I write this dry, though a driving rain beats just outside the windows.
It is early morning, even though I was up at midnight on the covered porch as lightening blazed and thunder rumbled, sometimes in the distance, sometimes clapping overhead. It is a big rain. A long rain with no signs of easing up today or tomorrow.
A biblical rain.
And I like it.
But one of the reasons I am high up in the house is this. One of my hosts is here for the golf, and just yesterday, also a day of rain, was to be his first day on the links. Or should I say link, since he got in only one hole before the skies opened up. He’s a bit cranky and working through it.
I feel bad for him.
Golf, requiring finesse as it does, has never been my sport. I’m of an age now where I no longer plan a beach vacation around the hours and intensity of the sun, cabbaging onto a lounge chair at nine in the morning so I can have it still at high noon, the best and most efficient hour to toast oneself a gorgeous brown, the same activity that will land one in a dermatologist’s office forty years hence.
My travel prep last week included coffee time with friends, laundry, procuring a house sitter and a plant waterer, and the purchases of high tech beach towels and a crushable sun hat. Cheap t-shirts. Sunscreen.
In all my preparations I failed to watch the weather. Didn’t notice the tropical depression working so hard out there in the Gulf to get a name. So, it was a surprise when Claudette greeted me early Saturday morning as I drove with thousands of others heading south.
A little past Montgomery I had just about had it and I tried to ditch her, or at least minimize her particular way of annoying me. I left the bumper to bumper traffic and low visibility of I-65 for an Alabama backroad, I don’t know which one. But I figured, as long as I keep heading south, the ocean will eventually break my fall and from there I just have to turn left or right.
Which is what I did.
Instead of packing golf clubs, I pack knitting needles. Binoculars. Books. Notebooks to fill with inspired and inspiring thoughts. I save so much money because I bring them home empty and just toss them in my pack for the next time.
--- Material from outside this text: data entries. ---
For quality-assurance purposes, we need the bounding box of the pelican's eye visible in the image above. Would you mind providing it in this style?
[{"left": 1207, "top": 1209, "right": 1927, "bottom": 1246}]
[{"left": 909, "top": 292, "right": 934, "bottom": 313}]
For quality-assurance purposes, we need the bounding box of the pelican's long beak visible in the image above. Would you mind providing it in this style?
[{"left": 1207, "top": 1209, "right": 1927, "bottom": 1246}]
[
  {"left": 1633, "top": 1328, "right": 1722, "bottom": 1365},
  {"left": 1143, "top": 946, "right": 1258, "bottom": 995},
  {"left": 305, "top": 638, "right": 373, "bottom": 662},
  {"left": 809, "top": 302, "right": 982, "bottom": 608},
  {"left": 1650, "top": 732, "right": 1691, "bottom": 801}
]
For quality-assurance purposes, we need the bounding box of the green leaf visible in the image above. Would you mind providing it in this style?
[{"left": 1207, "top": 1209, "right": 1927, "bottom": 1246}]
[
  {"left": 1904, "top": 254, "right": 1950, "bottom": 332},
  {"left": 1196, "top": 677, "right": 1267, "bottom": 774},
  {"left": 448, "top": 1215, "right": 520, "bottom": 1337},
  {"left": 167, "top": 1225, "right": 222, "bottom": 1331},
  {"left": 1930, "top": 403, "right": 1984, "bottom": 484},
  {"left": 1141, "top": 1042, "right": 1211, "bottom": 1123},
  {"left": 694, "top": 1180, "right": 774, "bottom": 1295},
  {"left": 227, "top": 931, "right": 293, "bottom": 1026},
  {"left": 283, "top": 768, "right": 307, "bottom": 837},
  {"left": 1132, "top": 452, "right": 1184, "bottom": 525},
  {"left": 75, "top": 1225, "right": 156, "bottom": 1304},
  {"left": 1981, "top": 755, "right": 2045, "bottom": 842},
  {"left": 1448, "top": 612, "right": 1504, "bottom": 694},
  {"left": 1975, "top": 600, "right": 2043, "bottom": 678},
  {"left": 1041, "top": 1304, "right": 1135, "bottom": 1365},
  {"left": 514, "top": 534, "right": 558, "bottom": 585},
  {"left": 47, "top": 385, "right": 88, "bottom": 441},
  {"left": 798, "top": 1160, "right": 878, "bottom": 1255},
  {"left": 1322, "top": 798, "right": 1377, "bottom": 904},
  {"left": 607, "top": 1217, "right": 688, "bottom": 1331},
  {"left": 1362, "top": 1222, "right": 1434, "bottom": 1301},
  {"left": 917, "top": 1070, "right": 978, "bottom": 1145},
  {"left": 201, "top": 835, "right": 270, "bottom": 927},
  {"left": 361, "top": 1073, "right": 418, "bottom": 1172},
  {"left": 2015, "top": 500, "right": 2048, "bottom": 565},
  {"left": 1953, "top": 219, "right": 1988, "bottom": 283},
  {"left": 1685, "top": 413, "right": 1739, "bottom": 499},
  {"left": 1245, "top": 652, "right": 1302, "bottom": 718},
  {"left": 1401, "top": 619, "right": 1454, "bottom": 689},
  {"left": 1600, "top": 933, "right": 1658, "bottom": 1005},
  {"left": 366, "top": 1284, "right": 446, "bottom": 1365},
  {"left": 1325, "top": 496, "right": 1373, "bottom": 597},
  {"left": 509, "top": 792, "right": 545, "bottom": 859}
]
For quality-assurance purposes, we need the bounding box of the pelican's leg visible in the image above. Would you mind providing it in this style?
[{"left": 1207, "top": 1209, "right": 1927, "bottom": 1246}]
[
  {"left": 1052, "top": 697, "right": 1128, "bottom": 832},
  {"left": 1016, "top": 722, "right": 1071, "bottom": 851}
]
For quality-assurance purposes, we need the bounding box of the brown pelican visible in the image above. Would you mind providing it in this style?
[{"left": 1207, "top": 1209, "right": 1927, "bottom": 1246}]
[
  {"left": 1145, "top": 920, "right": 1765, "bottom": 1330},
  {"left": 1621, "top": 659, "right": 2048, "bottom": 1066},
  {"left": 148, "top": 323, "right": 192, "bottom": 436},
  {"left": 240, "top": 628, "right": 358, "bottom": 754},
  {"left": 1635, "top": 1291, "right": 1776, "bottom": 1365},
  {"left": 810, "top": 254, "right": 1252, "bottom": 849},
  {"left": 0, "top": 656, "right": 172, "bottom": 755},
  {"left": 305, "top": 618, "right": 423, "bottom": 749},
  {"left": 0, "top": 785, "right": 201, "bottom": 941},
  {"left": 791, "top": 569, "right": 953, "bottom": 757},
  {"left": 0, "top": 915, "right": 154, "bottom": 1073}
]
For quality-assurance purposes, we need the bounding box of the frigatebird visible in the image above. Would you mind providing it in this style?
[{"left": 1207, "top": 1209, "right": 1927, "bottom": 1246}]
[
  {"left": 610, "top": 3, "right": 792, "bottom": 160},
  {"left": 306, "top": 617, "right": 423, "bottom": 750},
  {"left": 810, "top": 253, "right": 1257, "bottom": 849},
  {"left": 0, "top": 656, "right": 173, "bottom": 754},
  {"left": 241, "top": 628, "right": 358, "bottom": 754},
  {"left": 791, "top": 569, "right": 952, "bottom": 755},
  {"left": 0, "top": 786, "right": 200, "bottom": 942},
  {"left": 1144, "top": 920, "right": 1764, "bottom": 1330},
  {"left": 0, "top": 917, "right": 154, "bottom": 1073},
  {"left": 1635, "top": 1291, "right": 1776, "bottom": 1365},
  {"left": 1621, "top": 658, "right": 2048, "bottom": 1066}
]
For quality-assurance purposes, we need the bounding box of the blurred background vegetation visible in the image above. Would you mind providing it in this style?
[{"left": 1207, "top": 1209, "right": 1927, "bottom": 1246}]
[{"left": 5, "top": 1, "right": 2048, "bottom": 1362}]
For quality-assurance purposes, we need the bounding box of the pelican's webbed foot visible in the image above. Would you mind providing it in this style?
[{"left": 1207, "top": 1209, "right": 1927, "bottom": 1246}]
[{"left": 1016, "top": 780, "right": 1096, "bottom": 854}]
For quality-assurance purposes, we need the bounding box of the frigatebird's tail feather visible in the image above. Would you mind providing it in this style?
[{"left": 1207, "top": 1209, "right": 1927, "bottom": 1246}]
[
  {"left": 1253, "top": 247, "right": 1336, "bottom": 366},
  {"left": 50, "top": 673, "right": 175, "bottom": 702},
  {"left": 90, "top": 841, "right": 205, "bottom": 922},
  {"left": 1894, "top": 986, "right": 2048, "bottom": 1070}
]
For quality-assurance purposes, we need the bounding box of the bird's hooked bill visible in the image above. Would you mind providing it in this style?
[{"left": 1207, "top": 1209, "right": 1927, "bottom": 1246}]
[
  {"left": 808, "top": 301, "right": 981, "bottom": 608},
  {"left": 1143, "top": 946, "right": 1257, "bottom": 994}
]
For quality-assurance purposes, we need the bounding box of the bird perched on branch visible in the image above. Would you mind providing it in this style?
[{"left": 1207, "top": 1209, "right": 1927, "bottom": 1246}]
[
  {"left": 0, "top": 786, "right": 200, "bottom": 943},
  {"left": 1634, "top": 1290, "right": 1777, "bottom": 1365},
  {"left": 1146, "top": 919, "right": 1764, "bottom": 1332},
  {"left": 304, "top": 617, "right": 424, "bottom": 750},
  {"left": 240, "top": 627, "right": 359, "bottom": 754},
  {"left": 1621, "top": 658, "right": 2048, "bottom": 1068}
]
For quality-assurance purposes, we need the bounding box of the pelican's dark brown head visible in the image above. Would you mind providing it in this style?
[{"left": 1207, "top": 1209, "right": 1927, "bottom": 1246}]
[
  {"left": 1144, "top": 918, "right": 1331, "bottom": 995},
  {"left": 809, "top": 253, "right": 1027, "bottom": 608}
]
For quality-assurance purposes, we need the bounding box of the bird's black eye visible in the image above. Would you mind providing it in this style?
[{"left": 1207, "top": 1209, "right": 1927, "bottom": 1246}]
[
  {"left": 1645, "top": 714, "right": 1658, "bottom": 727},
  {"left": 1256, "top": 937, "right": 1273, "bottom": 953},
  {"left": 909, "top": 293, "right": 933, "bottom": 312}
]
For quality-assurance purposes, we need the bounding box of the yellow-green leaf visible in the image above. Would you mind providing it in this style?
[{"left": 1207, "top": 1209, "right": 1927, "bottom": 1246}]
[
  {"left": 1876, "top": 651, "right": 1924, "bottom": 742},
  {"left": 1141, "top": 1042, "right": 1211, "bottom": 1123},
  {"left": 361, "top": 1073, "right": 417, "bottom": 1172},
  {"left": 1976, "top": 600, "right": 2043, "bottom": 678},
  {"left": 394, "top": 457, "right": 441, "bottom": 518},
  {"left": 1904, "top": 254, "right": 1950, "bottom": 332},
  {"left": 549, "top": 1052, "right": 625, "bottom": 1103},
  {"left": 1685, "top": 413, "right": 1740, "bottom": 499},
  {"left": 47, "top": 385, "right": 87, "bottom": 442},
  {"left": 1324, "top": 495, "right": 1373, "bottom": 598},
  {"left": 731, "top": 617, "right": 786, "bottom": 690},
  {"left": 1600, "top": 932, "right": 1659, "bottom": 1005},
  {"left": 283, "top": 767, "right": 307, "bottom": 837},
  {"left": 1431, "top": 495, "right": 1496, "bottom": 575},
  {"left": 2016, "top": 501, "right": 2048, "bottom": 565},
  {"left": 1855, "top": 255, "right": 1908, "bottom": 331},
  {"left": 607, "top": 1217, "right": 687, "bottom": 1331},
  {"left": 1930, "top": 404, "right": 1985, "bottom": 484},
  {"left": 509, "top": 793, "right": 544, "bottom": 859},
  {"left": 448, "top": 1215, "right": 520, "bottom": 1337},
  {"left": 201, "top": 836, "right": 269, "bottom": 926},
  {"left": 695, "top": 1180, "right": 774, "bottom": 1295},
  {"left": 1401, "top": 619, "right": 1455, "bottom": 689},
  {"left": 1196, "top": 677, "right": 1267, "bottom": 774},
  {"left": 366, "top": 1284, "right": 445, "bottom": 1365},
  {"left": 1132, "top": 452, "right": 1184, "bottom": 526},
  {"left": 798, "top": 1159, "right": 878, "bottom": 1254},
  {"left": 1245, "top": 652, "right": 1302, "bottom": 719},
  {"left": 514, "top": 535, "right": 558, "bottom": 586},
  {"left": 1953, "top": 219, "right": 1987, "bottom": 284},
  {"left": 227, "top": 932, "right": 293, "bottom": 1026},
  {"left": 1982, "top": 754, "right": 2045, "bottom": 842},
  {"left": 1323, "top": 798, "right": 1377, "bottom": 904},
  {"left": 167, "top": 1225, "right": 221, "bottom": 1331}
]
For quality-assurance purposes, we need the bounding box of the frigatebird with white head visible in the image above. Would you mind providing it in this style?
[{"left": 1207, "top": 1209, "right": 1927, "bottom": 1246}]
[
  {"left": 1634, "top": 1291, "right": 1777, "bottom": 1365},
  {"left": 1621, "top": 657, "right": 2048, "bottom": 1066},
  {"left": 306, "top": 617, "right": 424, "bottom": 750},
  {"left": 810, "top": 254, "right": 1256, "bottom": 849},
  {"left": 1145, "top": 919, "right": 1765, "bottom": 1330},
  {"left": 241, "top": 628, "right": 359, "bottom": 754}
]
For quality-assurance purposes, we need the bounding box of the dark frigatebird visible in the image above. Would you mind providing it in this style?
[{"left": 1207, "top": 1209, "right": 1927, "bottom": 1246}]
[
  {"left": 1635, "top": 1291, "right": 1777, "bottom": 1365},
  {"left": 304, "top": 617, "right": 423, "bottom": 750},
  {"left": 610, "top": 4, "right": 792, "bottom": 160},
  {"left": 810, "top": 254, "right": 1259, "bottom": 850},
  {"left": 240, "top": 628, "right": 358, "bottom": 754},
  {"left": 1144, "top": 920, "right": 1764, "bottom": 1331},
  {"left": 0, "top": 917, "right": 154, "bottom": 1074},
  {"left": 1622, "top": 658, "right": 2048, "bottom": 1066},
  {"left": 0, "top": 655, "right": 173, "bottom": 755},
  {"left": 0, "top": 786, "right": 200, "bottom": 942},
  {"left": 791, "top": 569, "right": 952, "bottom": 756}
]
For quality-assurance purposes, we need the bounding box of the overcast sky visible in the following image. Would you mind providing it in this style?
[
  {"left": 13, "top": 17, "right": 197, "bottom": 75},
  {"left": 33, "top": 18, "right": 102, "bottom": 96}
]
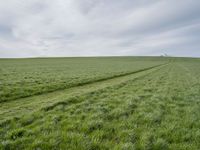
[{"left": 0, "top": 0, "right": 200, "bottom": 58}]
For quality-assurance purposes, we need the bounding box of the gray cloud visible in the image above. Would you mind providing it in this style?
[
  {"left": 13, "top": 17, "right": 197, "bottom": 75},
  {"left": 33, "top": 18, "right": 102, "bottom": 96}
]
[{"left": 0, "top": 0, "right": 200, "bottom": 58}]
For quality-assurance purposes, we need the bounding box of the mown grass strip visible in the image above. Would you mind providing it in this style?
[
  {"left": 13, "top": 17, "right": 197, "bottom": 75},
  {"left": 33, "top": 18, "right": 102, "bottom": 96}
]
[
  {"left": 0, "top": 62, "right": 168, "bottom": 104},
  {"left": 42, "top": 63, "right": 169, "bottom": 112},
  {"left": 0, "top": 63, "right": 169, "bottom": 124}
]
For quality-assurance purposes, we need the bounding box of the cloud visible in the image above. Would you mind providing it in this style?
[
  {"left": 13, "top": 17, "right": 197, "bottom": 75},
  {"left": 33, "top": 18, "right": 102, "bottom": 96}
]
[{"left": 0, "top": 0, "right": 200, "bottom": 57}]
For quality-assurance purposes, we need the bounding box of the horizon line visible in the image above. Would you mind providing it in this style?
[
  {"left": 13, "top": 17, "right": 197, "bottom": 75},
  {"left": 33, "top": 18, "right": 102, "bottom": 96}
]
[{"left": 0, "top": 55, "right": 200, "bottom": 59}]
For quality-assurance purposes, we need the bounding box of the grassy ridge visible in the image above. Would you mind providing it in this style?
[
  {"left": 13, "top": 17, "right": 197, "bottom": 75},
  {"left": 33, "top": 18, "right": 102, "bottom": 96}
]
[
  {"left": 0, "top": 57, "right": 168, "bottom": 102},
  {"left": 0, "top": 58, "right": 200, "bottom": 149}
]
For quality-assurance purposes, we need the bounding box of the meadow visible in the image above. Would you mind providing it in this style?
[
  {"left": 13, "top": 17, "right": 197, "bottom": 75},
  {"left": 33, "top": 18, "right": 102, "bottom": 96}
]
[
  {"left": 0, "top": 57, "right": 200, "bottom": 150},
  {"left": 0, "top": 57, "right": 167, "bottom": 102}
]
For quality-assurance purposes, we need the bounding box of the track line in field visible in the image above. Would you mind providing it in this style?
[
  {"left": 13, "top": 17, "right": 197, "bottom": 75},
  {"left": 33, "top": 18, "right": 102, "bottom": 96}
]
[
  {"left": 1, "top": 63, "right": 169, "bottom": 103},
  {"left": 0, "top": 63, "right": 169, "bottom": 123},
  {"left": 43, "top": 63, "right": 172, "bottom": 113}
]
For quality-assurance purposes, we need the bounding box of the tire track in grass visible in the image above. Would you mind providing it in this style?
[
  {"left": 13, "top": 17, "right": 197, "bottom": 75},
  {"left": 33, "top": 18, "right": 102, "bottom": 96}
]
[
  {"left": 65, "top": 63, "right": 172, "bottom": 122},
  {"left": 0, "top": 62, "right": 172, "bottom": 149},
  {"left": 0, "top": 63, "right": 169, "bottom": 123},
  {"left": 0, "top": 63, "right": 168, "bottom": 103}
]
I pretend I actually live here, in this beautiful place with the manicured lawns and wild weather.
I see myself pensive and tragic.
I see myself famous and jaded and hiding away from the world.
I see myself in a muumuu.
But this is just me. It is early in the week and it is apt to rain every day. I don’t know what my golfer pal will do. His wife and I have other friends down here with us, and they are fun and busy, working jigsaws, getting mani-pedis when they can’t hang by the pool. I, myself, could go for a spa day, if I wasn’t too lazy to make a call.
So, I sit in the crow’s nest, giving my hosts some space to sort out their week in a way that won’t be too distressful. There is good shopping, a movie theatre open, but still, I’m not on that committee and they will have to work it out for themselves.
Or maybe the gods will smile on us, and in particular Burnt Pine. The course will dry out and the sun will shine on the greens. I can loll by the pool or on the beach and try out that sand-proof towel. Wear my new hat. I hope so. My friend needs to golf and truly I have a head for hats.